The posting by Sheila is merely another in a series of similar incidents aboard a Carnival ship. In recent times I have read of two incidents like the one described. In
jargon what has transpired is known as "ejection" of passengers from the vessel at the first port available. Several years ago when I read about Carnival ejecting four passengers off the "Paradise" in Jamaica I researched the subject and wrote an article " Booting Passengers Off A Cruise Ship." The source of information was US Codes 46-Shipping and a few published court decisions. The following are but a few of what I learned about the subject at hand. I am not a lawyer nor attempting to dispense legal advise; the information dispensed is solely for educational purposes.
A passenger can be ejected off a vessel if he or she is endangering the safety of the vessel, crew, passengers or themselves. I have to wonder if these conditions prevailed in this incident. The carrier may eject from a vessel a passenger who persists in carrying on a business pursuit thereby being in violation of carrier's rules. This generally applies where the passenger is conducting a business pursuit that conflicts with businesses conducted aboard the ship.
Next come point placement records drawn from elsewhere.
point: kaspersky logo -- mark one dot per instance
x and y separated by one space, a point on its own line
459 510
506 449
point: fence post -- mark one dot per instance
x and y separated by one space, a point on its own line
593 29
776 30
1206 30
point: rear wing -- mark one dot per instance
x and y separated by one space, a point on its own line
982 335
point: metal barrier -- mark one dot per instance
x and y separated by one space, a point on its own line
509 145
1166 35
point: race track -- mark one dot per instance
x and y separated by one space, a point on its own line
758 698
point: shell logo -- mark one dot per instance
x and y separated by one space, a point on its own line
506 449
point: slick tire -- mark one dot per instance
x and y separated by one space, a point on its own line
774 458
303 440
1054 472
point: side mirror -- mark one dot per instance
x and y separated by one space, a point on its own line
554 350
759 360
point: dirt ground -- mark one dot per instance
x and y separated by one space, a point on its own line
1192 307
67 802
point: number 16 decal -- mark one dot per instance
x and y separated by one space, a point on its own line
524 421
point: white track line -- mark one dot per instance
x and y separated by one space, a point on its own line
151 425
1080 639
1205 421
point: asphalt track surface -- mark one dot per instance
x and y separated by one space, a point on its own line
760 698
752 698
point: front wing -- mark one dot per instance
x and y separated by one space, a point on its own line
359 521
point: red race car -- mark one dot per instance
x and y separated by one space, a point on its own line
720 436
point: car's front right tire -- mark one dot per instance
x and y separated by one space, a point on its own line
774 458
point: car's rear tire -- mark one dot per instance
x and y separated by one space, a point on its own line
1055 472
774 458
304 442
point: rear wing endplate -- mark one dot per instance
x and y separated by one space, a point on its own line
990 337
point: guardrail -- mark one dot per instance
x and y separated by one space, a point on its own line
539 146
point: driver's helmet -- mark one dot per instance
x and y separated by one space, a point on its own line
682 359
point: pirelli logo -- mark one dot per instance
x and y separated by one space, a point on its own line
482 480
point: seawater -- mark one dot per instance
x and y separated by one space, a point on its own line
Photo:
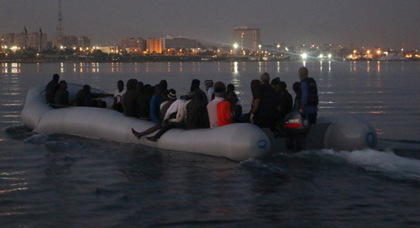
66 181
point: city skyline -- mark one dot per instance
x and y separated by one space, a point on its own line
386 23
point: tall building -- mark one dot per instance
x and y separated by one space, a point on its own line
65 41
8 40
36 41
33 40
248 39
179 43
83 42
154 46
133 45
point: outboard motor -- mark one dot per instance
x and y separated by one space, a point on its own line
296 126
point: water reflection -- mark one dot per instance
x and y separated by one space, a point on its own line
235 68
62 65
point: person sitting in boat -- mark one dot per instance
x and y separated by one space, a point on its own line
197 112
236 108
209 89
309 101
195 84
165 114
235 103
255 91
264 105
219 110
85 97
52 88
129 99
178 122
285 104
164 88
298 96
118 94
155 104
143 102
61 97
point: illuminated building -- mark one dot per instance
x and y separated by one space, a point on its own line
83 42
112 49
247 38
133 45
65 41
154 46
36 41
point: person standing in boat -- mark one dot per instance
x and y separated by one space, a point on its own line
166 110
178 122
219 113
51 89
298 96
118 94
309 101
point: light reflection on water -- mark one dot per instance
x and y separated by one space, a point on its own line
355 85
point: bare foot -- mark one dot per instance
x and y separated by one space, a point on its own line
137 134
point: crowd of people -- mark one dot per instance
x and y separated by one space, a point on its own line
217 106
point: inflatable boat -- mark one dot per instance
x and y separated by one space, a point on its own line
238 142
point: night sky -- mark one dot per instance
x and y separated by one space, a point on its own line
384 23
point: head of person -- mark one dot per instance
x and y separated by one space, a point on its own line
296 87
195 95
255 85
148 90
195 83
56 77
282 85
86 89
120 85
101 104
140 86
208 84
158 89
231 97
303 73
265 78
275 81
171 94
63 85
230 87
219 89
275 84
132 84
163 84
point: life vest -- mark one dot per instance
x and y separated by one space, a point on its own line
312 91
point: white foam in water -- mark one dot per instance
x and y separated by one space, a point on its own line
385 162
36 139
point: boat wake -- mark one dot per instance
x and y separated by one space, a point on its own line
386 163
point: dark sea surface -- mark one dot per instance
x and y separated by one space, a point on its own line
67 181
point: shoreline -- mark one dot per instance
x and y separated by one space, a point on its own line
37 61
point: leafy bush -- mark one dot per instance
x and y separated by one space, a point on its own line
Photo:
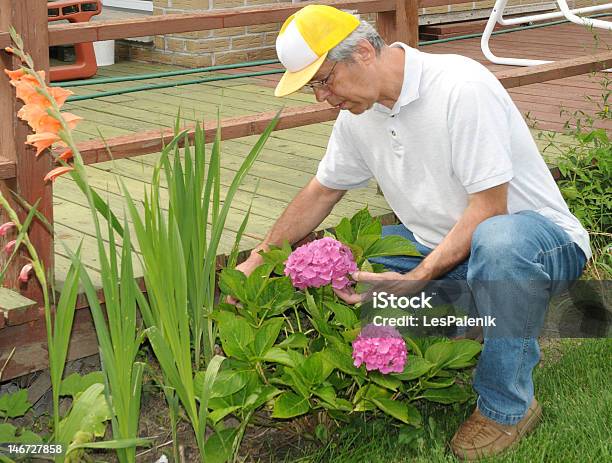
291 349
584 160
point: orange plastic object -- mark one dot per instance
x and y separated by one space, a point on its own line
75 11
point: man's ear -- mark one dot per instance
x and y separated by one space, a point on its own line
364 52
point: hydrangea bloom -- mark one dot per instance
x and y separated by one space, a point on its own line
381 348
319 263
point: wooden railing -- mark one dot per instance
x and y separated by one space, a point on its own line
20 171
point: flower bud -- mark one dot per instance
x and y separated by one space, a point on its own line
6 227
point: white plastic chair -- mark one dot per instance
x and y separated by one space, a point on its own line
497 17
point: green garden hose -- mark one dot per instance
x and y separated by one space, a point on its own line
78 83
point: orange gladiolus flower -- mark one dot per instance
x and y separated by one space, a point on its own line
40 121
66 155
42 141
32 114
27 92
59 94
24 274
16 74
53 174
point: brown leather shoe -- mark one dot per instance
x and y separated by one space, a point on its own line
479 437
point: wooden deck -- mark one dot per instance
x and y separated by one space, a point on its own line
291 156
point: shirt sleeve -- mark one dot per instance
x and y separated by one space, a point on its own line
479 127
342 167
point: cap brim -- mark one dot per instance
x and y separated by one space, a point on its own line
293 81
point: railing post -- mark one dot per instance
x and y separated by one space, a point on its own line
401 25
29 18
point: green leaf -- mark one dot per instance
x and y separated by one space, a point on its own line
342 361
440 384
361 223
297 340
278 355
415 368
75 383
233 282
402 411
87 415
328 395
289 405
344 231
236 334
452 354
343 314
218 447
315 368
278 295
266 335
226 383
216 415
392 245
386 381
364 396
14 404
260 395
9 433
257 281
277 258
453 394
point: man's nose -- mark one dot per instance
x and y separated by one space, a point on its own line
321 94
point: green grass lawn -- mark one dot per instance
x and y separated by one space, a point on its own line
572 385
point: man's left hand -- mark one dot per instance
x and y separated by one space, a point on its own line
390 282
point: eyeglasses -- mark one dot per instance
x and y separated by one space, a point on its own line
318 84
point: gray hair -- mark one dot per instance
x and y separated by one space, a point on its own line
345 49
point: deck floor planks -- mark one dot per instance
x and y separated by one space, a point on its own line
291 156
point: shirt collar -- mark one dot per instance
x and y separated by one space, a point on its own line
413 67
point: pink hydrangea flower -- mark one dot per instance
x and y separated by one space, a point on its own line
381 348
6 227
320 263
8 247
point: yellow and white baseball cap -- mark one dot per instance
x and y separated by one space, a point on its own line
304 41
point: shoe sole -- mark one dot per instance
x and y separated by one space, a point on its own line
530 424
The threat of ejecting a passenger can give rise to an action for damages even if the passenger is not ejected. Leaving a vessel in compliance to an officer's command is equivalent to an ejection and is not voluntary departure from the vessel so there can be damages for such action. There as a lawsuit where the Captain ordered a passenger to be confined to has cabin because he was habitually intoxicated; the court ruled the detention was unlawful. A lawsuit was filed in 2001 Pregen v. Carnival almost similar to the present complaint. The father and son were ejected from the Ectasy in the Bahamas as the result of a dispute over the son having been mistreated.
While there have been a number of incidents involving ejection where there is an indication a lawsuit has been filed, unfortunately there has been a lack of published decisions.
There is another aspect that might be considered with this incident. Abuse or physical assault of minors in care of a day care facility can be prosecuted as a crime. Under series of treaties the United States and shipping nations, the United States has extraterritorial jurisdiction over a criminal act against a U.S. citizen while aboard a foreign flagged cruise ship in international waters.